Catalano P J, Bergstein M J, Biller H F
Department of Otolaryngology, Mount Sinai School of Medicine, New York, NY.
Arch Otolaryngol Head Neck Surg. 1995 Jan;121(1):81-6. doi: 10.1001/archotol.1995.01890010063011.
To determine guidelines for the management of paralyzed eyelids following facial palsy, including surgical indications, timing, and type of procedure(s).
Prospective analysis of 60 patients diagnosed as having complete facial palsy.

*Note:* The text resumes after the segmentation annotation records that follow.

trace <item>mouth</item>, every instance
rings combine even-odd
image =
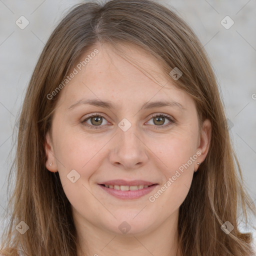
[[[158,186],[152,185],[124,186],[98,184],[104,190],[120,199],[136,199],[152,192]]]
[[[156,185],[157,184],[153,184],[152,185],[144,185],[142,184],[138,186],[122,186],[122,185],[108,185],[106,184],[100,184],[102,186],[104,186],[106,188],[112,188],[116,190],[120,190],[122,191],[134,191],[136,190],[140,190],[143,188],[148,188],[149,186],[153,186],[154,185]]]

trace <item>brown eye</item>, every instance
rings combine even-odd
[[[105,124],[104,124],[104,120],[105,120]],[[91,114],[81,122],[88,128],[94,129],[103,128],[104,124],[108,124],[106,120],[98,114]]]
[[[91,123],[94,126],[100,126],[102,124],[102,116],[94,116],[90,118]]]
[[[154,123],[157,126],[161,126],[164,123],[165,118],[163,116],[156,116],[154,118]]]
[[[150,120],[153,120],[153,124],[153,124],[154,126],[160,126],[159,128],[154,127],[154,128],[156,129],[168,127],[175,123],[175,121],[170,116],[166,114],[155,114],[152,116]],[[168,120],[169,122],[167,122],[166,124],[163,125],[166,120]]]

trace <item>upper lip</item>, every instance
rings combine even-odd
[[[120,185],[123,186],[138,186],[138,185],[148,185],[150,186],[156,183],[147,182],[146,180],[108,180],[102,183],[99,184],[100,184],[104,185]]]

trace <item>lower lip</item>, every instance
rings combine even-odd
[[[145,194],[150,193],[158,186],[158,184],[144,188],[142,190],[122,191],[116,190],[114,188],[110,188],[105,186],[100,185],[103,190],[110,194],[121,199],[136,199],[140,198]]]

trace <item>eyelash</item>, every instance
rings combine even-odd
[[[82,124],[83,124],[84,126],[86,127],[88,127],[88,128],[92,128],[92,129],[102,129],[102,126],[91,126],[91,125],[88,125],[88,124],[86,124],[86,121],[87,121],[89,119],[90,119],[92,118],[94,118],[94,117],[96,117],[96,116],[97,116],[97,117],[100,116],[100,117],[102,117],[102,118],[104,118],[104,116],[103,116],[101,114],[90,114],[88,117],[87,117],[86,119],[84,119],[81,122],[82,122]],[[154,118],[158,118],[158,117],[159,117],[159,116],[164,116],[164,118],[166,118],[169,121],[170,121],[170,122],[168,124],[165,124],[164,126],[159,126],[160,128],[154,127],[154,129],[159,129],[159,128],[161,129],[161,128],[166,128],[166,127],[169,127],[172,124],[175,124],[176,122],[176,121],[174,120],[170,116],[168,116],[166,114],[154,114],[153,116],[151,116],[151,118],[150,118],[150,120],[151,119],[152,119]]]

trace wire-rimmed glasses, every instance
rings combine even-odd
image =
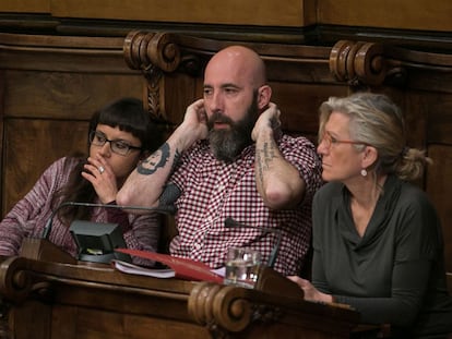
[[[121,140],[108,140],[107,136],[99,131],[90,132],[90,143],[95,146],[104,146],[105,143],[110,144],[111,152],[121,156],[127,156],[132,149],[142,150],[141,147],[132,146],[129,143]]]

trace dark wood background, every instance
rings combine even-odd
[[[259,15],[248,7],[225,14],[241,1],[180,10],[193,1],[0,4],[1,216],[53,160],[86,150],[95,109],[139,97],[169,132],[201,96],[206,60],[246,44],[264,58],[290,133],[316,141],[320,102],[357,88],[386,93],[404,109],[409,145],[435,160],[418,184],[440,214],[452,273],[452,2],[429,1],[428,11],[406,0],[290,0],[277,11],[267,0]]]

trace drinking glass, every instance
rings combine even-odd
[[[249,247],[230,247],[226,254],[226,274],[224,283],[248,289],[258,281],[261,254]]]

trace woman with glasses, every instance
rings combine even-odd
[[[406,145],[386,97],[358,93],[320,107],[323,179],[312,205],[312,280],[289,277],[305,299],[348,304],[393,338],[452,331],[441,226],[416,185],[425,153]]]
[[[126,178],[159,147],[163,133],[141,100],[121,98],[93,114],[87,136],[87,157],[63,157],[53,162],[1,221],[0,255],[17,255],[22,240],[40,238],[50,220],[48,239],[76,256],[78,249],[69,232],[75,219],[119,223],[128,247],[157,250],[158,216],[135,216],[102,205],[116,204],[116,194]],[[64,206],[68,203],[97,206]],[[140,258],[133,261],[146,264]]]

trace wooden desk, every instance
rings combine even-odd
[[[255,290],[2,258],[14,338],[348,338],[354,311]]]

Follow-up ranged from 18 to 36 months.
All subjects had a complete unilateral facial palsy of various origins. Ages ranged from 6 to 81 years.
Forty patients underwent evoked electromyography and blink reflex testing of the facial nerve. Twenty additional patients had a known fifth-degree nerve injury that did not require testing.
Lack of interval improvement in clinical results of examination and/or evoked electromyography, coupled with length of time from injury, were used to determine surgical candidacy. All patients with fifth-degree nerve injury were considered surgical candidates, with clinical examination results of eyelid function used to determine which procedure(s) to be performed.
Of the 60 patients evaluated with facial palsy, 43 patients required surgical restoration of eyelid function. Forty-one patients required gold weight implants; 18 of these also required shortening of the lower eyelid. Two additional patients underwent eyelid shortening without gold weight implantation. Seventeen patients were treated only with corneal lubricants and moisturizers. No gold weights extruded; there were no infections. Two patients required revision of their lower eyelid surgery owing to progressive laxity. Four patients have had their gold weights removed an average of 9.5 months following insertion.
The degree of neural injury and its associated regeneration time, determined clinically and by evoked electromyography, are useful factors to assist in patient selection, surgical timing, and type of procedure(s) necessary to fully rehabilitate the upper and lower eyelids following facial paralysis.
确定面瘫后瘫痪眼睑管理的指南,包括手术适应症、时机和手术类型。
对60例诊断为完全性面瘫患者的前瞻性分析。随访时间为18至36个月。
所有受试者均患有各种原因引起的单侧完全性面瘫。年龄范围为6至81岁。
40例患者接受了面神经诱发肌电图和眨眼反射测试。另外20例患者已知有五级神经损伤,无需测试。
检查和/或诱发肌电图的临床结果缺乏阶段性改善,以及受伤后的时间长度,用于确定手术候选资格。所有五级神经损伤患者均被视为手术候选者,根据眼睑功能的临床检查结果确定进行何种手术。
在60例接受面瘫评估的患者中,43例患者需要手术恢复眼睑功能。41例患者需要植入金片;其中18例还需要缩短下眼睑。另外2例患者未植入金片仅进行了眼睑缩短术。17例患者仅接受角膜润滑剂和保湿剂治疗。没有金片挤出;没有感染发生。2例患者因下睑逐渐松弛需要对下睑手术进行修复。4例患者在植入金片后平均9.5个月取出了金片。
通过临床检查和诱发肌电图确定的神经损伤程度及其相关的再生时间,是有助于面瘫后上下眼睑完全康复的患者选择、手术时机和所需手术类型的有用因素。